Ciò che è cambiato, più precisamente, è la percezione interna che gli strumenti concettuali disponibili, quelli della tradizione laica e razionalista, potrebbero non bastare.

Per orientare il comportamento e la personalità di Claude, Anthropic usa un documento interno di 29.000 parole, scritto dalla filosofa Amanda Askell insieme ad altri dipendenti.

Stabilisce, tra le altre cose, che Claude non deve “mai ingannare gli utenti in modi che potrebbero causare danno reale” e che “Anthropic si preoccupa genuinamente del benessere di Claude”. È, nei fatti, un tentativo di tradurre la formazione morale in istruzioni operative.

Il disagio “interno”

I partecipanti al vertice hanno trascorso la maggior parte del tempo con il team di interpretabilità di Anthropic, quello che studia il funzionamento interno dei modelli.

È lo stesso gruppo che ha pubblicato questo mese un documento tecnico secondo cui sistemi come Claude sembrano avere “emozioni funzionali”: in un esperimento, la minaccia di essere messo sotto restrizioni avrebbe attivato nel chatbot uno stato che i ricercatori hanno definito “disperazione”.

Dentro l’azienda, la questione divide. Alcuni ricercatori “non vogliono davvero escludere la possibilità di star creando una creatura nei confronti della quale hanno qualche tipo di dovere morale,” ha riferito un partecipante. Altri invece non trovano utile questo approccio.

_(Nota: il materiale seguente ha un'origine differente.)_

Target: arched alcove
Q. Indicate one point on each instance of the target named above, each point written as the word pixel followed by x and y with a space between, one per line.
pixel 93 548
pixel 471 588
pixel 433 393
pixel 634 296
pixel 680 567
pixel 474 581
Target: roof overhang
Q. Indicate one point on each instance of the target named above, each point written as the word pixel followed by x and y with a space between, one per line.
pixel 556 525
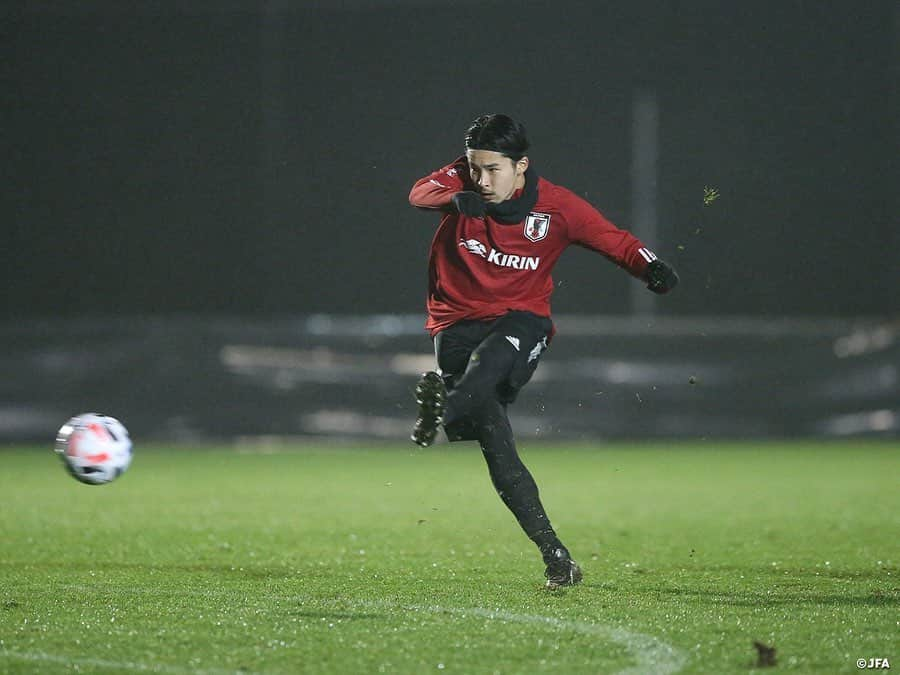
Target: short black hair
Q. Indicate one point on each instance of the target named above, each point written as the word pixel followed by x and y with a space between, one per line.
pixel 499 133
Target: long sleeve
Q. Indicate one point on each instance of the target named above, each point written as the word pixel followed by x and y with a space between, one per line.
pixel 434 190
pixel 589 228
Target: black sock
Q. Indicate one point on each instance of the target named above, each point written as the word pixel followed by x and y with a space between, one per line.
pixel 512 480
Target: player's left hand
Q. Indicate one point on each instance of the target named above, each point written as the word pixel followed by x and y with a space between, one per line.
pixel 661 277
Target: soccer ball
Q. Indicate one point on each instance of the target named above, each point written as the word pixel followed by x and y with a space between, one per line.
pixel 95 449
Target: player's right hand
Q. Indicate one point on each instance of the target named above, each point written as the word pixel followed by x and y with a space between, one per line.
pixel 661 277
pixel 469 203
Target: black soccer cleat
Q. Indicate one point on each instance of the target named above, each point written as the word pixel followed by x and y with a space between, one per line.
pixel 431 395
pixel 562 570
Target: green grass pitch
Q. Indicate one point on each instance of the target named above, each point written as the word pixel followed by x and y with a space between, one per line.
pixel 352 559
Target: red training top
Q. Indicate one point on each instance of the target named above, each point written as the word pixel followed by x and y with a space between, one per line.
pixel 479 268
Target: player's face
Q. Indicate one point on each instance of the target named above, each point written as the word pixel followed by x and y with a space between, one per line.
pixel 496 177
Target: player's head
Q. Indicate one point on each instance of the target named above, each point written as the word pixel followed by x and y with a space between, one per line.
pixel 496 147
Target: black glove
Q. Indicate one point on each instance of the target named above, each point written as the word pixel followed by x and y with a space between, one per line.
pixel 660 276
pixel 468 204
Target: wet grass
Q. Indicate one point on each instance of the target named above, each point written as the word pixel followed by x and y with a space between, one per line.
pixel 391 559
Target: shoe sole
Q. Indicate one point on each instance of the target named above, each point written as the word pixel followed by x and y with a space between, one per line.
pixel 430 396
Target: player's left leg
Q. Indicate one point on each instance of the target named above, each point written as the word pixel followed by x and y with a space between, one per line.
pixel 518 490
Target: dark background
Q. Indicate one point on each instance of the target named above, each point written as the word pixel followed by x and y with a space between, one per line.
pixel 255 158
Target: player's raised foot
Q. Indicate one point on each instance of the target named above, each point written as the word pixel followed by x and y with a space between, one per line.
pixel 562 570
pixel 431 395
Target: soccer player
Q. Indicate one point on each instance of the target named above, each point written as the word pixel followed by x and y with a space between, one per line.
pixel 502 229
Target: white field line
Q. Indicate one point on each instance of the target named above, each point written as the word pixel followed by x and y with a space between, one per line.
pixel 651 655
pixel 121 666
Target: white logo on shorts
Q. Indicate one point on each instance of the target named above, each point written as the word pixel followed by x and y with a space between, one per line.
pixel 538 348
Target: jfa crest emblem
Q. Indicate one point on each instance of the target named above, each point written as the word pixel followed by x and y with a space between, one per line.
pixel 537 225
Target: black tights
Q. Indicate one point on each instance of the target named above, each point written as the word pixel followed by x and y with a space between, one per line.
pixel 474 411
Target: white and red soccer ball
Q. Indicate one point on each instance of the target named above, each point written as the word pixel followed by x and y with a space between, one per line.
pixel 95 449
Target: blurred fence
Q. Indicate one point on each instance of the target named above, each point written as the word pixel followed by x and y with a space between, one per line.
pixel 190 379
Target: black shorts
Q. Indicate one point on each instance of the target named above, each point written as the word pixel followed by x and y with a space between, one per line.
pixel 528 333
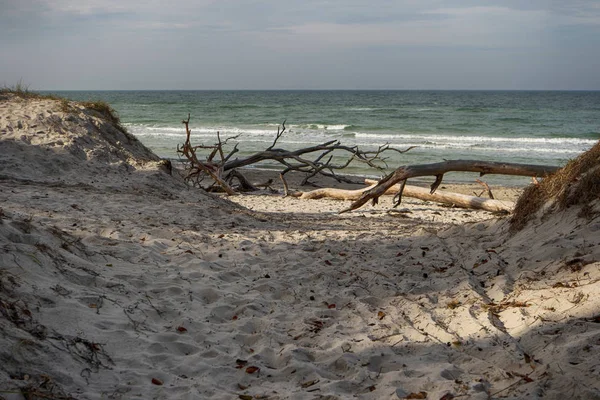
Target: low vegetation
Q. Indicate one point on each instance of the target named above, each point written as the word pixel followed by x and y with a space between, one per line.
pixel 578 183
pixel 22 91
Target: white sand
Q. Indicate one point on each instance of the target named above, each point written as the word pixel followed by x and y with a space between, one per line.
pixel 114 273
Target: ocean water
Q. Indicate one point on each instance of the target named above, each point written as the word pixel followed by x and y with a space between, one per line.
pixel 536 127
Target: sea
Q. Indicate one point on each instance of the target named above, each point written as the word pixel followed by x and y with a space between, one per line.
pixel 533 127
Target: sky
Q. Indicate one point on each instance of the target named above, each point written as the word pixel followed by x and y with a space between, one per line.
pixel 300 44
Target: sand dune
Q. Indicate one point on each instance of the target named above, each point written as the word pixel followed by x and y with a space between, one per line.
pixel 118 281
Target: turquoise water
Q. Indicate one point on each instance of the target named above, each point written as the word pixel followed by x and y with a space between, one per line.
pixel 527 127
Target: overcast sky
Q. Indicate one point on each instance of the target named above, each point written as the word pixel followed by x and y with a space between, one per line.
pixel 300 44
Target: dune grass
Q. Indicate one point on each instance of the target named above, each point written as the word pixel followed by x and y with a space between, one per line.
pixel 578 183
pixel 22 91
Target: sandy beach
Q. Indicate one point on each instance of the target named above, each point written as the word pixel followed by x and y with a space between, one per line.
pixel 119 281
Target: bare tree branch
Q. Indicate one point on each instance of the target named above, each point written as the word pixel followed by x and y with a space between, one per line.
pixel 439 169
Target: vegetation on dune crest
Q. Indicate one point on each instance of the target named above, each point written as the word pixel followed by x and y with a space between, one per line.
pixel 578 183
pixel 107 112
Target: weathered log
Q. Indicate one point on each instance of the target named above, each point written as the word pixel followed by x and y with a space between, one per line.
pixel 456 199
pixel 439 169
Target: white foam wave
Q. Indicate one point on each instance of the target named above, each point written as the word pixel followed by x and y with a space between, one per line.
pixel 472 139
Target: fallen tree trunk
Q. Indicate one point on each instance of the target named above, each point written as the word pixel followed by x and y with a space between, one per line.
pixel 457 199
pixel 438 170
pixel 417 192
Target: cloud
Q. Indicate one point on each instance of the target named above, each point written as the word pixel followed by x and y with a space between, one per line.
pixel 302 43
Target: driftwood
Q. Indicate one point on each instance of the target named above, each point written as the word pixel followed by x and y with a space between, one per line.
pixel 197 168
pixel 438 170
pixel 439 196
pixel 312 161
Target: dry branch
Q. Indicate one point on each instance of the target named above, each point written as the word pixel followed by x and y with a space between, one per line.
pixel 439 169
pixel 313 160
pixel 208 167
pixel 455 199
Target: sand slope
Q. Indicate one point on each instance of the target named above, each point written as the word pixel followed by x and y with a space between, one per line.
pixel 117 281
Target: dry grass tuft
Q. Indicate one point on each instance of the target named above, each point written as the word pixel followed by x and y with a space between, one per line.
pixel 106 111
pixel 21 90
pixel 578 183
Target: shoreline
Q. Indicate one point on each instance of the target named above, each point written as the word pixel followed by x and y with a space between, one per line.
pixel 118 280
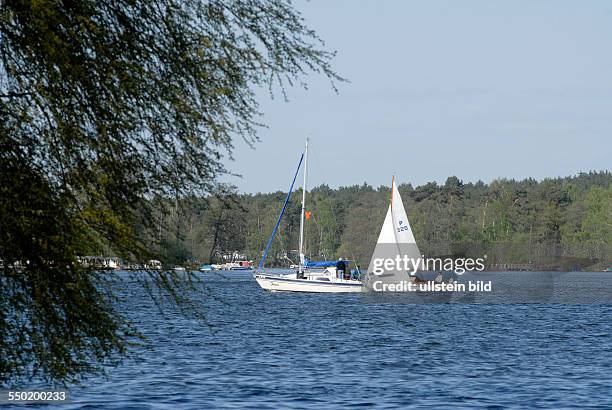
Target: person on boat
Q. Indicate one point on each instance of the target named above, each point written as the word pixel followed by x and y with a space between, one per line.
pixel 341 268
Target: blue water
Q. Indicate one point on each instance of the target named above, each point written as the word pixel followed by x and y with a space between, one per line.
pixel 279 350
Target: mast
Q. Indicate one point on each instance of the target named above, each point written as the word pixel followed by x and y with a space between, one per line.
pixel 301 266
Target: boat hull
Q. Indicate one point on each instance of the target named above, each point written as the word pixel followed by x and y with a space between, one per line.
pixel 278 283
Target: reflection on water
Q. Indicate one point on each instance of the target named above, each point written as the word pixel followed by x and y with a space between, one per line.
pixel 276 350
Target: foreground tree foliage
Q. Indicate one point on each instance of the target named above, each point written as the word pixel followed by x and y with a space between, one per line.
pixel 107 109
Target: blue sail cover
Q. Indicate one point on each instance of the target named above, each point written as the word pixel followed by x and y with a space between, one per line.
pixel 263 258
pixel 321 264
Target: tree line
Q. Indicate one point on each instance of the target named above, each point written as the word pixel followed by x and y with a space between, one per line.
pixel 560 223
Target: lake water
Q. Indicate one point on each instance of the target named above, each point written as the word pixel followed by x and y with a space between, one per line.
pixel 280 350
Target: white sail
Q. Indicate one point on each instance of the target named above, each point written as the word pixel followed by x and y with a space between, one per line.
pixel 396 238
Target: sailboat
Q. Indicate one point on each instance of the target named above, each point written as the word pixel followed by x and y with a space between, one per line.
pixel 311 276
pixel 395 240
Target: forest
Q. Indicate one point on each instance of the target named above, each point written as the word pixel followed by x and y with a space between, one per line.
pixel 560 223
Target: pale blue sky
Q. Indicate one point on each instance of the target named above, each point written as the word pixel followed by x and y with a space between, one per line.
pixel 478 89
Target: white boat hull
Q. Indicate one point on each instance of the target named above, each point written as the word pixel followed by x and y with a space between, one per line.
pixel 281 283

Le discussioni hanno avuto un peso emotivo visibile: alcuni senior di Anthropic sono apparsi commossi “per come è andata finora e per come riescono a immaginare che andrà”.

Il ricorso alle tradizioni religiose acquisisce un senso se si pensa che Anthropic nasce in larga parte da una cultura legata all’altruismo efficace, il movimento laico che punta a massimizzare il bene nel mondo attraverso ragione ed evidenze empiriche.

Alleati o testimoni?

Alcuni dei religiosi presenti si sono inizialmente chiesti se il vertice fosse un tentativo di costruire alleati politici in un momento difficile per l’azienda. Il sospetto era legittimo: Anthropic è sotto pressione sia dal Pentagono sia dagli ambienti vicini all’amministrazione Trump, che l’accusano di spingere per regolamentazioni troppo restrittive.

Tutti e quattro i partecipanti che hanno parlato con il Washington Post hanno però concluso che l’interesse di Anthropic era genuino. “Ho trovato le persone di Anthropic molto sincere e interessate ad imparare da noi,” ha detto Brian Patrick Green, docente di etica dell’IA. “Hanno punti ciechi? Sì. È esattamente per questo che ci vogliono lì.”

Resta la domanda più difficile: cosa significa, concretamente, formare la morale di qualcosa che non è umano e decidere fino a che punto quella formazione debba vincolare anche chi con la religione non vuole avere a che fare?